Nachruf
Zum Tod des Trompeters Dusko Goykovich, der oft im Neuburger Birdland auftrat

10.04.2023 | Stand 16.09.2023, 23:48 Uhr

Starb im Alter von 91 Jahren: Dusko Goykovich. Foto: Leitner

Der Trompeter, Flügelhornist, Komponist, Arrangeur und Bandleader Dusko Goykovich ist am 5. April im Alter von 91 Jahren in seiner Wahlheimat München verstorben. Mit ihm hat sich einer der ganz Großen seines Faches aus der Welt des internationalen Jazz von seinen Fans und Freunden verabschiedet.

Wer ihn je persönlich traf oder ihn bei einem seiner Auftritte beobachtete, wäre aufgrund seiner legeren, bescheidenen Art nie auf die Idee gekommen, einen der großen Stars des Jazz vor sich zu haben. Setzte er freilich sein Instrument an den Mund, offenbarte sich sofort seine Klasse.
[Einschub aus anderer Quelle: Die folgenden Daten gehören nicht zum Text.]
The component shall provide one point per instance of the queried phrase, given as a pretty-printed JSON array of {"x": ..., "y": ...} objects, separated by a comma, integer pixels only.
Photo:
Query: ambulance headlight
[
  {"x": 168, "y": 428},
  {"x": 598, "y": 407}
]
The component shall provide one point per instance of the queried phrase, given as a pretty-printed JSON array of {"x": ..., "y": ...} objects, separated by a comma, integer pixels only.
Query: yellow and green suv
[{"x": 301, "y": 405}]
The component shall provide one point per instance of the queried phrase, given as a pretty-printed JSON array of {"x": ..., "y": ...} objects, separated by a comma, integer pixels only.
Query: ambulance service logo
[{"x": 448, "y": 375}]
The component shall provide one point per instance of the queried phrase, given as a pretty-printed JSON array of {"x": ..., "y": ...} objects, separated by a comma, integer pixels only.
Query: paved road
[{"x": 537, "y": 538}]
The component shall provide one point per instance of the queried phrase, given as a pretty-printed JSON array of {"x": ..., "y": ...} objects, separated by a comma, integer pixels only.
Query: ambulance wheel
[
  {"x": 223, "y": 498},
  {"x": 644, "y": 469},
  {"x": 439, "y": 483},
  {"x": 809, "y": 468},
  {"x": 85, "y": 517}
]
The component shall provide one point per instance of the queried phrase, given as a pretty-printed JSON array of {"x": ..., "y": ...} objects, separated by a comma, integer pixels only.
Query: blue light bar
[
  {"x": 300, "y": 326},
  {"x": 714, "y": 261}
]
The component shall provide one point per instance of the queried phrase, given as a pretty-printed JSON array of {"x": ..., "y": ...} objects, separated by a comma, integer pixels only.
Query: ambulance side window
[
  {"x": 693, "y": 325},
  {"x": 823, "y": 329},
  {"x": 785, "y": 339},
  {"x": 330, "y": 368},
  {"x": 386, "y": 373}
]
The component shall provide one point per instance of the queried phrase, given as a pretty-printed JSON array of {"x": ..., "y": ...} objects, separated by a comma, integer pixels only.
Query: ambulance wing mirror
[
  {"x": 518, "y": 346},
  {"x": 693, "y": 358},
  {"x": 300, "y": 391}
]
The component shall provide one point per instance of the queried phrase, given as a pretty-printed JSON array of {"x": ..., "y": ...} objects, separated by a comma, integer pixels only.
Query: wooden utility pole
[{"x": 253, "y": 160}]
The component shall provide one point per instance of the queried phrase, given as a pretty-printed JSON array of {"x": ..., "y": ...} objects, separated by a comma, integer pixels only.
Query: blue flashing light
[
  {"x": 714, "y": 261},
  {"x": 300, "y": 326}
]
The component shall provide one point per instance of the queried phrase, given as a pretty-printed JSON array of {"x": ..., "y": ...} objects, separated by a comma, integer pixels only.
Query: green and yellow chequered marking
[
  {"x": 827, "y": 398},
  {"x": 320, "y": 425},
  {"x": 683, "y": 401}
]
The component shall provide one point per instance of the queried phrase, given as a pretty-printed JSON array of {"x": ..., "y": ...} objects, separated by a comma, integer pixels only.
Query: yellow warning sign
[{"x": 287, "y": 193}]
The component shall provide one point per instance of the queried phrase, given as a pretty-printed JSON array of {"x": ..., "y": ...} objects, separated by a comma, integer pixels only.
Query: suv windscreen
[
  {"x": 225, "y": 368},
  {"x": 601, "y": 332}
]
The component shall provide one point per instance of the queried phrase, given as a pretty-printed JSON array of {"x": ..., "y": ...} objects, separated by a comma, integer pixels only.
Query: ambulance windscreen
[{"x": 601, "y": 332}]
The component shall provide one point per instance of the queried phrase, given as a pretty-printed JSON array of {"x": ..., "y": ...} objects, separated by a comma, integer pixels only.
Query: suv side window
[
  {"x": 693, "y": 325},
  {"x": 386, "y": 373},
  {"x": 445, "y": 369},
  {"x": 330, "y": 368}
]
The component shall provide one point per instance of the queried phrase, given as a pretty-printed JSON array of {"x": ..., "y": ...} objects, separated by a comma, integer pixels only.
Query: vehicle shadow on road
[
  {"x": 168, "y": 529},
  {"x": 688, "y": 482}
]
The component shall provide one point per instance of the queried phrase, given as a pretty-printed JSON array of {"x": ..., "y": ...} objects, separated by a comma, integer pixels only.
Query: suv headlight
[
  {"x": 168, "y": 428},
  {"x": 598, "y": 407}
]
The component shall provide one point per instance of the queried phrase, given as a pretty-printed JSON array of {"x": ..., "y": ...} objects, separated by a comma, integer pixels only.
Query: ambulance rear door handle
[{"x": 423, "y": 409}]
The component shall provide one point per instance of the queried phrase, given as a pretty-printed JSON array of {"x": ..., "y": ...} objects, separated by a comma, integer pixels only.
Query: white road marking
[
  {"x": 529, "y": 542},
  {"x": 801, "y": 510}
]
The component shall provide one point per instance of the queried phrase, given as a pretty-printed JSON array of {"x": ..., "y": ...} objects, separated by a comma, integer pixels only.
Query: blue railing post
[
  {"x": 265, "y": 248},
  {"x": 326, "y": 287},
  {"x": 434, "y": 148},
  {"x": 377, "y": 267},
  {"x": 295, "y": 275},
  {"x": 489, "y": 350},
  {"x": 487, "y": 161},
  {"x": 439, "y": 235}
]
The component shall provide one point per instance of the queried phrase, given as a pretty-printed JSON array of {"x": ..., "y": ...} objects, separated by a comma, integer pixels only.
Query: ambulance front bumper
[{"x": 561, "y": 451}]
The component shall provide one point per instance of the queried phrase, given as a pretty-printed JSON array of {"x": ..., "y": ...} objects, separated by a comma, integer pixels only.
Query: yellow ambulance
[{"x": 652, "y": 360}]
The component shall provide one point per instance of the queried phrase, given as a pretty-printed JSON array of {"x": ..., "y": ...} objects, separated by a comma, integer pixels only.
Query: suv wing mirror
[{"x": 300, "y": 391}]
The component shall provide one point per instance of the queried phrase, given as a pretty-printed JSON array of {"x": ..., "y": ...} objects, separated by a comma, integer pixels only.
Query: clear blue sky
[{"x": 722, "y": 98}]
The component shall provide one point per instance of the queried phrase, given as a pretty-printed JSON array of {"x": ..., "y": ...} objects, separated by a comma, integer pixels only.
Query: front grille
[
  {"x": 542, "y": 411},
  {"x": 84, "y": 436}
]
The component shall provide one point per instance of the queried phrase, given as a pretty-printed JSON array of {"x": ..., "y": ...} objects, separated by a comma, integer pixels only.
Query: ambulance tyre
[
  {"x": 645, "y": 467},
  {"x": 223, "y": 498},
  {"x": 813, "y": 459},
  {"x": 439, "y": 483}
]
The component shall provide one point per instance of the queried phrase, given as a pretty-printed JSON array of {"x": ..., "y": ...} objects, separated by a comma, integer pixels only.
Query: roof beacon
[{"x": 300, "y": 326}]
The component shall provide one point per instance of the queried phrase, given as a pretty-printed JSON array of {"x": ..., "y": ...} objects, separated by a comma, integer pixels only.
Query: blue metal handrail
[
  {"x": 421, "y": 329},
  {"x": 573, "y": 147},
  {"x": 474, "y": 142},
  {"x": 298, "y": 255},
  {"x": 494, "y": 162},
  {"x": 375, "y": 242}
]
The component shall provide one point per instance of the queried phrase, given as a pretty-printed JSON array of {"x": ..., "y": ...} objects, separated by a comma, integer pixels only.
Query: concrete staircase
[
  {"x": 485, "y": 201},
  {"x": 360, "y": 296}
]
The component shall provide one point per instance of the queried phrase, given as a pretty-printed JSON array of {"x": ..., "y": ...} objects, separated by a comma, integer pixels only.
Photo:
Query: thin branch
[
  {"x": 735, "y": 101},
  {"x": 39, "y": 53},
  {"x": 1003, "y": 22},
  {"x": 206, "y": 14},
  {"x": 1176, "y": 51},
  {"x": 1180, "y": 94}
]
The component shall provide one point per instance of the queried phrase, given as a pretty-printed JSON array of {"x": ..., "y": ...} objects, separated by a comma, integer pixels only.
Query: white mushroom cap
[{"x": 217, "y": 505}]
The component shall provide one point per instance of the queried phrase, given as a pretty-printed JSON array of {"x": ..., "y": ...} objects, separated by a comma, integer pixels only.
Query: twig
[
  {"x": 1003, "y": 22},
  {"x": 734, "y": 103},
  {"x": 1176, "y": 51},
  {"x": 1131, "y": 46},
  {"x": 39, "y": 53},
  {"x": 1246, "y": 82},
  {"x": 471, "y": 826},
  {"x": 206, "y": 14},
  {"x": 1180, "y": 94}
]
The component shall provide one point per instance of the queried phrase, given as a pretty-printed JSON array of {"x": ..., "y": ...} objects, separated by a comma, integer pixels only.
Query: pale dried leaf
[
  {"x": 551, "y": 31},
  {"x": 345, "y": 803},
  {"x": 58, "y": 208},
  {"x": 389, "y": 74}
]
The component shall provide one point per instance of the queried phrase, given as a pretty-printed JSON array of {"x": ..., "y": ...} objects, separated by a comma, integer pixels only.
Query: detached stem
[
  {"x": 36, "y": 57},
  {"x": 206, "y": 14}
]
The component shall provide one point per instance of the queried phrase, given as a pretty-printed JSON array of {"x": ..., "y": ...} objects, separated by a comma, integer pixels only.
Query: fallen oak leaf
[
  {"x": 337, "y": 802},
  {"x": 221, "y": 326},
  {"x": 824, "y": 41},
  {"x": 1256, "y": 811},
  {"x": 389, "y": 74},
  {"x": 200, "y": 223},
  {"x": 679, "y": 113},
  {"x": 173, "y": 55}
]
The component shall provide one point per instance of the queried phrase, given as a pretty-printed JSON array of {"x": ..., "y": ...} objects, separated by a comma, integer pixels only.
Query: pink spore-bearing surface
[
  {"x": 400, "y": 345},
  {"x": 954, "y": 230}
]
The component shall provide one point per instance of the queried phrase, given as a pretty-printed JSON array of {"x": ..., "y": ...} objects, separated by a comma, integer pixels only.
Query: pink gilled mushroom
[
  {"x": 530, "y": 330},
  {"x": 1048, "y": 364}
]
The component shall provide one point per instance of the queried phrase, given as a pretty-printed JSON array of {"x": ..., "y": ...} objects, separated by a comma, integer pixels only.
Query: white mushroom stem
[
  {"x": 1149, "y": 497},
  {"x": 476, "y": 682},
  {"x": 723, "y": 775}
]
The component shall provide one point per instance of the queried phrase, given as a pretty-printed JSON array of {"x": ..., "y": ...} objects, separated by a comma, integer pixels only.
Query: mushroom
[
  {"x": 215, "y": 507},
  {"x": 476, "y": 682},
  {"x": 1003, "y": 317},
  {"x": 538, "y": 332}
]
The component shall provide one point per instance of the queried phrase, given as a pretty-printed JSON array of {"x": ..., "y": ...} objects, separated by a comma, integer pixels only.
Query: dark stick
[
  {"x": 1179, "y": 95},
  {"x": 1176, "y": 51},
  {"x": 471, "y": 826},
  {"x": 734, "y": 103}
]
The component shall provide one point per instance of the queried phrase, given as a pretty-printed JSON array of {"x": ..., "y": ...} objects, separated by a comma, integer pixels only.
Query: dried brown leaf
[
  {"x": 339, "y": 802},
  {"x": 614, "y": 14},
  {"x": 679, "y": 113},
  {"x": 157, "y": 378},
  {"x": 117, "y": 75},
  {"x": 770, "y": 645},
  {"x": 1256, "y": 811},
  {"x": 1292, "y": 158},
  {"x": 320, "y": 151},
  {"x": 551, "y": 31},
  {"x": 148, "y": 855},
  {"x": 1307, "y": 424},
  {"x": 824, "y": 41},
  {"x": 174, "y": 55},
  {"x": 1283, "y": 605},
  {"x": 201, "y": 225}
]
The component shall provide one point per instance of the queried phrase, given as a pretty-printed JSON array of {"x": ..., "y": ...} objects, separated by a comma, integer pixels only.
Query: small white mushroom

Dizzy Gillespie bezeichnete ihn als „a hell of a trumpet player“, einen höllisch guten Trompeter also, denn es gab wohl nur wenige Kollegen, denen es gelang, auf vergleichsweise uneitle Weise scheinbar ohne jegliche Kraftanstrengung dermaßen formvollendete Töne zu kreieren. Er war ein echter Gentleman des Jazz und sein Name stand immer für besondere Eleganz und enorme Strahlkraft.

Geboren wurde Dušan „Duško“ Goykovichć 1931 im heutigen Bosnien, wuchs in Belgrad auf, hörte heimlich im Radio „The Voice Of America“, was im damals sozialistischen Jugoslawien verboten war. Bald spielte er in Tanzkapellen und blieb nach einem Konzert in Frankfurt im Westen. In den 1960er Jahren hielt er sich vorwiegend in den USA auf und arbeitete dort in den Big Bands von Maynard Ferguson und Woody Herman. Bald jedoch kehrte er nach Deutschland zurück, weil er hier bessere Voraussetzungen sah, seinen eigenen Stil zu entwickeln. „Play your own thing!“ hatte ihm Miles Davis mit auf den Weg gegeben. An dieses Plädoyer für die künstlerische Freiheit hielt er sich, auch als Mitglied der Orchester von Max Greger und Kurt Edelhagen.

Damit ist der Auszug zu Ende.